Finanzbürgermeister Fuhrmann erläutert: „Die Ergebnishaushalte 2026 und 2027 sind strukturell unterfinanziert, da keine ausreichenden Zahlungsmittelüberschüsse zur Finanzierung der neuen Investitionen erwirtschaftet werden können. Die Folgekosten aus bereits beschlossenen Projekten, Maßnahmen und Stellenzuwächsen werden auch künftige Haushalte belasten, was die finanziellen Spielräume der Landeshauptstadt weiter begrenzt. Da in den Ergebnishaushalten nicht ausreichend Zahlungsmittel für die Finanzierung von notwendigen neuen Investitionen erwirtschaftet werden können, sind zum Ausgleich der Finanzhaushalte in den Jahren 2026 bis 2030 Kreditaufnahmen in Höhe von insgesamt 2,4 Mrd. EUR veranschlagt. Um diese Milliardenverschuldung weitestgehend zu verhindern, müssen wir mit höchster Priorität gegensteuern.“
Gründe für die angespannte Finanzlage
Rückgang bei der Gewerbesteuer
Steigende Ausgaben für Sozialleistungen
Risiken bei der künftigen Erstattung von Kosten für die Unterbringung von Flüchtlingen durchs Land
Grundsätzliches Problem: Konnexität
Vor dem Hintergrund der bundesweit dramatischen finanziellen Situation der Kommunen hat die Landeshauptstadt Stuttgart im Sommer ein Gutachten erstellen lassen, um zu klären, wieweit Kommunen einen Anspruch auf finanziellen Ausgleich haben, wenn sie Vorgaben des Bundes oder Landes vollziehen müssen. Nach dem Gutachten müssen die Kommunen solche Vorgaben umsetzen und dafür notfalls eigene Aufgaben zurückstellen, was den Kern der kommunalen Selbstverwaltung berühren oder verletzen kann.

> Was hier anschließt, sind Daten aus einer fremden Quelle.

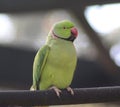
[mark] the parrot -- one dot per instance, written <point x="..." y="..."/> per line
<point x="55" y="62"/>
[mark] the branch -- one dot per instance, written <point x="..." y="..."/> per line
<point x="82" y="95"/>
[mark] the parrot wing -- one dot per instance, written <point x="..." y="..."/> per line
<point x="38" y="65"/>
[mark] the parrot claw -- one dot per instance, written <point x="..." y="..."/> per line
<point x="57" y="91"/>
<point x="69" y="89"/>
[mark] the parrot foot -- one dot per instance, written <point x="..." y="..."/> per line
<point x="69" y="89"/>
<point x="57" y="91"/>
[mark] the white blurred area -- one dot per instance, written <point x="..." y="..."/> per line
<point x="7" y="30"/>
<point x="29" y="31"/>
<point x="105" y="20"/>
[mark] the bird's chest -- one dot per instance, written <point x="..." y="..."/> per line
<point x="61" y="55"/>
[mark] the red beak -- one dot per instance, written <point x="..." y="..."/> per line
<point x="74" y="31"/>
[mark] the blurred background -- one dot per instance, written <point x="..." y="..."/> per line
<point x="24" y="26"/>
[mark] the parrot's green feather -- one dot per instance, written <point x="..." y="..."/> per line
<point x="55" y="63"/>
<point x="39" y="63"/>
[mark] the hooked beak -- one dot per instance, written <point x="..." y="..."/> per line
<point x="74" y="32"/>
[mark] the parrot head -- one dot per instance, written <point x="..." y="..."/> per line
<point x="64" y="30"/>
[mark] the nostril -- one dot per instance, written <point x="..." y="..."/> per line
<point x="74" y="31"/>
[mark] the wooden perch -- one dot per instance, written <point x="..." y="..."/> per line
<point x="82" y="95"/>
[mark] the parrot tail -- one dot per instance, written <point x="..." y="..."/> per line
<point x="41" y="106"/>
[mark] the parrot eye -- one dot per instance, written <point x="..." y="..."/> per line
<point x="64" y="28"/>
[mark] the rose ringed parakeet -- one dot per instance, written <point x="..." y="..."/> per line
<point x="55" y="62"/>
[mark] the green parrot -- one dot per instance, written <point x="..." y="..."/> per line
<point x="55" y="62"/>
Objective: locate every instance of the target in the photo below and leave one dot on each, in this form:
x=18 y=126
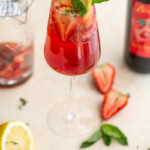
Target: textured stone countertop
x=46 y=87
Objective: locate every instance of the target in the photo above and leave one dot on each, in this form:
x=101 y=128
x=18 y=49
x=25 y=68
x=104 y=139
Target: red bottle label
x=140 y=29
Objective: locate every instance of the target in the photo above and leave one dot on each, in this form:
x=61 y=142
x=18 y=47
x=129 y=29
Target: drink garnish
x=113 y=102
x=106 y=132
x=23 y=103
x=82 y=6
x=65 y=26
x=103 y=76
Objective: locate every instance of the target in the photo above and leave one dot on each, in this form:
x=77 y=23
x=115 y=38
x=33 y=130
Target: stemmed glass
x=72 y=48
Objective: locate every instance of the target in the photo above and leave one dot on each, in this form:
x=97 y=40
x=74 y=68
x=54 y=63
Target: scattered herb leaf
x=114 y=132
x=106 y=131
x=23 y=103
x=93 y=139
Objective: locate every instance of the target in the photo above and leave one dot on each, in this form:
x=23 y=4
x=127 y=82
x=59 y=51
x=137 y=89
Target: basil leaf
x=78 y=5
x=99 y=1
x=93 y=139
x=114 y=132
x=107 y=140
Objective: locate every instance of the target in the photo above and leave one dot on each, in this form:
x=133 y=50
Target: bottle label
x=140 y=29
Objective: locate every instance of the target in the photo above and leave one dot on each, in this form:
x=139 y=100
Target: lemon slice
x=87 y=3
x=15 y=135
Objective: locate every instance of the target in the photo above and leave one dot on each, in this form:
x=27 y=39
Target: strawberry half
x=113 y=102
x=104 y=76
x=64 y=24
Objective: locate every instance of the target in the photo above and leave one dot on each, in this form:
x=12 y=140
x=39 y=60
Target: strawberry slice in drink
x=113 y=102
x=65 y=24
x=104 y=77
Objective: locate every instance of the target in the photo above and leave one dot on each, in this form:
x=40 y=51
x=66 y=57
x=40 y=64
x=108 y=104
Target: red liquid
x=15 y=60
x=80 y=52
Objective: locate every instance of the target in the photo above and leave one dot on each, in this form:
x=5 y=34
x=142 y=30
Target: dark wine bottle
x=137 y=49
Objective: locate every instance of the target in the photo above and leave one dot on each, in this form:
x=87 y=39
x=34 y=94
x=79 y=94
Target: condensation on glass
x=16 y=41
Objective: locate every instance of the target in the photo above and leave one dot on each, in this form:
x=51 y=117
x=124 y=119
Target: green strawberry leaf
x=114 y=132
x=93 y=139
x=78 y=5
x=99 y=1
x=107 y=140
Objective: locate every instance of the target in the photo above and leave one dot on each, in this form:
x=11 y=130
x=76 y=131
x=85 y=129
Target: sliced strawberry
x=64 y=24
x=104 y=76
x=113 y=102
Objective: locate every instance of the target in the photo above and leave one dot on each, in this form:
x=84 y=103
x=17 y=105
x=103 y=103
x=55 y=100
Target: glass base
x=73 y=120
x=4 y=82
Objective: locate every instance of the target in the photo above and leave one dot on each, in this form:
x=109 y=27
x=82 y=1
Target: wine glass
x=72 y=48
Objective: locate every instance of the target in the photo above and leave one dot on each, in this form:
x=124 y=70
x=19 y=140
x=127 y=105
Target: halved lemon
x=15 y=135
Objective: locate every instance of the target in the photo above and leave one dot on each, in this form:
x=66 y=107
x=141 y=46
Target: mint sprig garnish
x=79 y=7
x=99 y=1
x=106 y=132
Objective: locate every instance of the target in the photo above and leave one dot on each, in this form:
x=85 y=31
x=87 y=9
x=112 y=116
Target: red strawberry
x=104 y=76
x=113 y=102
x=65 y=24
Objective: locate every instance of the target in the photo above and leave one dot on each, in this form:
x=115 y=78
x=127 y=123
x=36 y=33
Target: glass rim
x=52 y=4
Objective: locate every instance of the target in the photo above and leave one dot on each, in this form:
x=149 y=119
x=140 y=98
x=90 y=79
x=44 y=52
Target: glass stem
x=71 y=89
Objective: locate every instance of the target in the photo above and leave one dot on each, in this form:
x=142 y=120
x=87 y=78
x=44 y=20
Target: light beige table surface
x=47 y=88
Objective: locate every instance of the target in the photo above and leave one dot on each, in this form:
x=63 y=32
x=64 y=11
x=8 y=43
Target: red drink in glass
x=72 y=47
x=72 y=43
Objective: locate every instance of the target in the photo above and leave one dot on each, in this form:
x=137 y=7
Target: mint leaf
x=93 y=139
x=99 y=1
x=78 y=5
x=107 y=140
x=114 y=132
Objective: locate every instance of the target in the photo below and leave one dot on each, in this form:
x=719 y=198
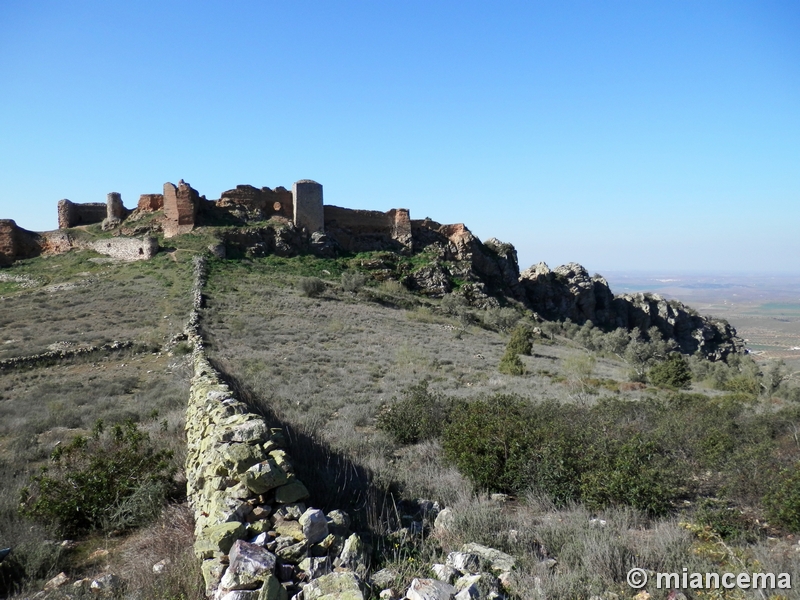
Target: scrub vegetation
x=581 y=452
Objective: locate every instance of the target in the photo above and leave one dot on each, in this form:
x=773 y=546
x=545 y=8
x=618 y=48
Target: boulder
x=334 y=586
x=466 y=562
x=315 y=525
x=294 y=491
x=500 y=561
x=430 y=589
x=272 y=590
x=56 y=582
x=354 y=556
x=444 y=573
x=264 y=476
x=249 y=566
x=218 y=539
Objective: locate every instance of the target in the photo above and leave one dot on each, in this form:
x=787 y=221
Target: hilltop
x=423 y=255
x=391 y=379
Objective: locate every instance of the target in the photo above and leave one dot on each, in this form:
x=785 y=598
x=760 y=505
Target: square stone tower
x=308 y=210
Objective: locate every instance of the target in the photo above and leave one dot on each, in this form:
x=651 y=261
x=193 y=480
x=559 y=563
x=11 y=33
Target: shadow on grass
x=334 y=480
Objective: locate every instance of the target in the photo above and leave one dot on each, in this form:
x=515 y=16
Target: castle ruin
x=181 y=208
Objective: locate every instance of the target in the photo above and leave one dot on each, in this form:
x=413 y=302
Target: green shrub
x=352 y=281
x=631 y=472
x=673 y=372
x=311 y=286
x=782 y=501
x=182 y=348
x=728 y=523
x=420 y=414
x=488 y=440
x=520 y=342
x=110 y=481
x=511 y=364
x=743 y=384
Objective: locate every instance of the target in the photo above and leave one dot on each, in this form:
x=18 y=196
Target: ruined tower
x=180 y=208
x=308 y=211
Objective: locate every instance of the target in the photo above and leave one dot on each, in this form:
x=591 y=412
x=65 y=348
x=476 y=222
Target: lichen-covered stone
x=273 y=590
x=249 y=567
x=218 y=538
x=334 y=586
x=294 y=491
x=499 y=561
x=264 y=476
x=289 y=528
x=237 y=458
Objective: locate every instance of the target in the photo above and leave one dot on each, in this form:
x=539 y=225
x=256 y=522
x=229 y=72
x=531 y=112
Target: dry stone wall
x=255 y=537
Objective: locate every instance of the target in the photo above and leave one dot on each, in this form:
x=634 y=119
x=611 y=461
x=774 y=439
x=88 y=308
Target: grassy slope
x=325 y=366
x=81 y=299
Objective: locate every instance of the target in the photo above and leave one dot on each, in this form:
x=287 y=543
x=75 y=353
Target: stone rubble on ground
x=256 y=536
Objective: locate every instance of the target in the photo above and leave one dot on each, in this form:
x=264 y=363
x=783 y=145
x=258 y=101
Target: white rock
x=444 y=573
x=430 y=589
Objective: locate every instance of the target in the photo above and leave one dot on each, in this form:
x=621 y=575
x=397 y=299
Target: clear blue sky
x=621 y=135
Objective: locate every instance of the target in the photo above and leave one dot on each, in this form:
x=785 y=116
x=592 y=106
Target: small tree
x=352 y=281
x=511 y=364
x=311 y=286
x=673 y=372
x=109 y=481
x=520 y=342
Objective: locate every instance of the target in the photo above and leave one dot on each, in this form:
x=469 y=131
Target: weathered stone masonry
x=241 y=486
x=71 y=214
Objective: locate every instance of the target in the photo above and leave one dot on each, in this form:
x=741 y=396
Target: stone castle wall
x=181 y=205
x=308 y=211
x=71 y=214
x=279 y=201
x=357 y=230
x=125 y=248
x=150 y=202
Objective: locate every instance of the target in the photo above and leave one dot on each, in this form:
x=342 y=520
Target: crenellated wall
x=125 y=248
x=265 y=200
x=71 y=214
x=359 y=230
x=181 y=205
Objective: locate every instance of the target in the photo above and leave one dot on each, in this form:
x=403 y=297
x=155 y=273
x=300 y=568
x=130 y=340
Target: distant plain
x=765 y=310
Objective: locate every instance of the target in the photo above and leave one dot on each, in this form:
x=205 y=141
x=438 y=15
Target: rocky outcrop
x=17 y=243
x=568 y=292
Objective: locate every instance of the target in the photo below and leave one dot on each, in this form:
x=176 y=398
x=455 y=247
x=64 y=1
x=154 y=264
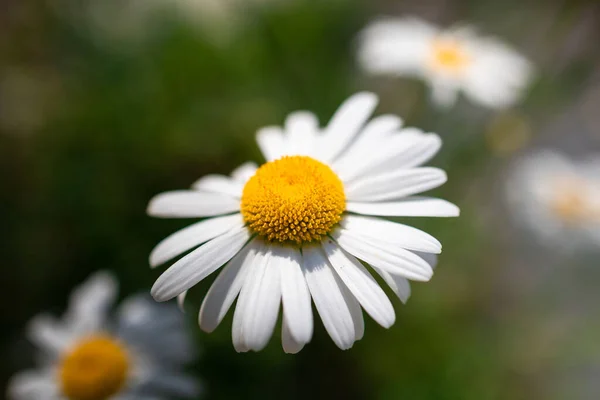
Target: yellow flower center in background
x=449 y=55
x=95 y=369
x=570 y=201
x=296 y=199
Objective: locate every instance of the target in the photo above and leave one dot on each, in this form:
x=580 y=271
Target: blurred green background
x=101 y=110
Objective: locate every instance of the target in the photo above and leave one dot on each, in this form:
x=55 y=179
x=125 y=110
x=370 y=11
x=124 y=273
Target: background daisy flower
x=486 y=70
x=295 y=228
x=557 y=198
x=87 y=355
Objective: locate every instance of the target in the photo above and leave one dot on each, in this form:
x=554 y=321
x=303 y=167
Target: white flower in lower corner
x=488 y=71
x=295 y=228
x=87 y=355
x=557 y=198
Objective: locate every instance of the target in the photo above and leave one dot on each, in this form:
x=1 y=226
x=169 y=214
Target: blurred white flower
x=87 y=355
x=557 y=198
x=295 y=228
x=129 y=22
x=457 y=59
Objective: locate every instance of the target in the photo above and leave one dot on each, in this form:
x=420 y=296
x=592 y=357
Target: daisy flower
x=87 y=356
x=486 y=70
x=557 y=198
x=300 y=226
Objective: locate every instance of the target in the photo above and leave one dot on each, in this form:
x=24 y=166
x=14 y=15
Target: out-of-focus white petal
x=33 y=385
x=189 y=204
x=181 y=300
x=301 y=128
x=192 y=236
x=89 y=303
x=498 y=76
x=200 y=263
x=395 y=46
x=271 y=142
x=48 y=334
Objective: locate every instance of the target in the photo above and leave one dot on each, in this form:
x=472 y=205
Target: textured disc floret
x=95 y=369
x=293 y=199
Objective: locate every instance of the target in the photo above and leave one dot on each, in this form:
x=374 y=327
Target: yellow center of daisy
x=571 y=202
x=449 y=55
x=293 y=199
x=95 y=369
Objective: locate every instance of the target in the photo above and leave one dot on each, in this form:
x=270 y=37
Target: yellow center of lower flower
x=95 y=369
x=449 y=55
x=571 y=201
x=297 y=199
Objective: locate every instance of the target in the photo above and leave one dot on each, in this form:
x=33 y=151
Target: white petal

Notwendige Priorisierung von Investitionen
Angesichts der äußerst angespannten Haushaltslage können nicht alle Projekte umgesetzt werden, die der Gemeinderat bereits beschlossen hat. Künftig sollen Ersatz‐ und Erhaltungsinvestitionen Vorrang haben.
OB Nopper sagt: „In dieser schwierigen und angespannten Lage sollten und müssen wir uns auf das Wesentliche konzentrieren. Auf den Erhalt, die Sanierung und die Modernisierung unserer städtischen Infrastruktur und damit unserer Schulen, Kitas, Brücken, Straßen, Wege und Stäffele. Auf den Erhalt und die Verbesserung der Funktionsfähigkeit der Verwaltung, vor allem auch auf die Funktionsfähigkeit der bürgernahen Bereiche der Verwaltung. Auf die Durchführung bereits begonnener Projekte, weil ein Stopp von bereits begonnenen Projekten mit erheblichen wirtschaftlichen Nachteilen verbunden wäre.“
Pflege und Instandhaltung von Gebäuden, Schulen und Straßen
Gezielte Investitionen in Organisation und digitale Transformation
Mehr Sauberkeit in der Innenstadt
Personalplanung mit Fokus auf Pflichtaufgaben
Erster Bürgermeister Dr. Fabian Mayer erklärt: „Wir müssen uns im Lichte der Haushaltslage auf unsere Pflicht‐ und Kernaufgaben konzentrieren. Aktuell gibt es rund 1500 offene Stellen im Bereich der Pflichtaufgaben einer Kommune. Wir werden also weiter einstellen, aber werden das auf unsere Kernaufgaben bezogen tun. Alle Arbeitsplätze bei der Stadt sind jetzt und weiterhin sicher. Wir bleiben eine verlässliche und attraktive Arbeitgeberin mit vielfältigen Vorzügen.“
Neue Einnahmequellen zur Haushaltskonsolidierung
Übernachtungssteuer
Anpassung der Gebühren für das Anwohnerparken
Hundesteuer
Wachsende Belastung durch Pflichtaufgaben
Da Bund und Land den Kommunen zunehmend neue Aufgaben übertragen, oft ohne ausreichende Finanzierung, wird der Handlungsspielraum enger. Diese Entwicklung führt dazu, dass auch die Landeshauptstadt Stuttgart zunehmend durch gesetzliche Pflichtaufgaben gebunden ist, während freiwillige Leistungen in Bereichen wie Kultur, Sport oder Soziales nur eingeschränkt weitergeführt werden können. Der Deutsche Städtetag und kommunale Spitzenverbände mahnen, die Kommunen stünden mit dem Rücken zur Wand, wenn neue Pflichten nicht mit einer Finanzausstattung einhergehen. Um die eigene Handlungsfähigkeit zu sichern, setzt die Landeshauptstadt Stuttgart auf ressortübergreifende Zusammenarbeit, Priorisierung und eine konsequente Haushaltsdisziplin. Gegenüber Land und Bund wird Stuttgart im Zusammenhang mit der Konnexität künftig noch stärker auf eine verlässliche Mitfinanzierung neuer Aufgaben drängen.
Wie geht es weiter?
Die Reden zur Allgemeinen Aussprache der Fraktionen am Donnerstag, 6. November, ab 15 Uhr, und die Eingangsreden zur abschließenden dritten Lesung am Freitag, 19. Dezember, ab 8.30 Uhr, im Großen Sitzungssaal des Stuttgarter Rathauses werden ebenfalls per Livestream übertragen.
Der Doppelhaushalt wird am Abend des 19. Dezember beschlossen und zeitnah auf stuttgart.de veröffentlicht.